From the transit agency’s point of view, the essence of a learning partnership is to regard community claims not as the demands of illegitimate special interests but as useable information about the nature of potential customers’ needs for service. From the community point of view, the essence of the learning partnership is for locals to accept agency limitations not as a spur to confrontation but as an unfortunate handicap that the community must help the agency to overcome. Most important, the great virtue of the Learning Partnership model is that, if it does work, it can be the vehicle for effective joint problem-solving. If it doesn’t, the community can still fight city hall.


Further Readings

Eugene Bardach, Getting Agencies to Work Together: The Practice and Theory of Managerial Craftsmanship (Washington, DC: Brookings Institution, 1998).

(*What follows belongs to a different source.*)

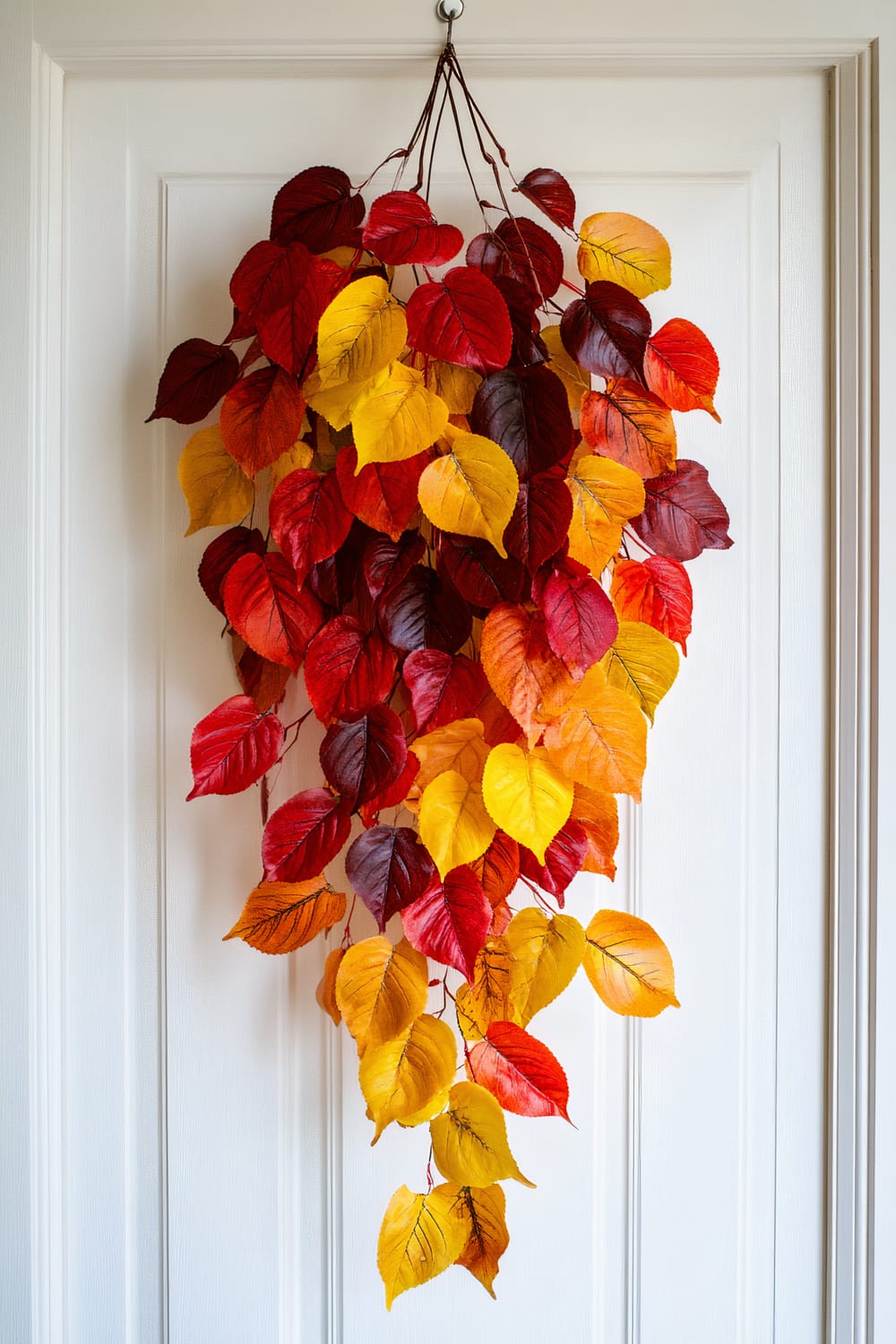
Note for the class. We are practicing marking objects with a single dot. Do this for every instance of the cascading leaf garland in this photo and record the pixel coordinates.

Eugene Bardach, Timothy Deal, and Mary K. Walther, North Richmond Gets Its Buses Back: How a Poor Community and an Urban Transit Agency Struck Up a Partnership (Berkeley, California: Institute of Governmental Studies Press, 1999).

Iris Rothman, with Dave Beckwith and Rich Stolz, Getting to Work: An Organizer’s Guide to Transportation (Center for Community Change, 1000 Wisconsin Avenue NW, Washington DC 20007, 1998).

Martin Wachs, “The Political Context of Transportation Policy,” in The Geography of Urban Transportation, S. Hanson, ed., (Guildford Press, 1995)

Martin Wachs and Brian Taylor, “Can Transportation Strategies Help Meet the Welfare Challenge?” Working Paper, 1997. UCTC no. 364.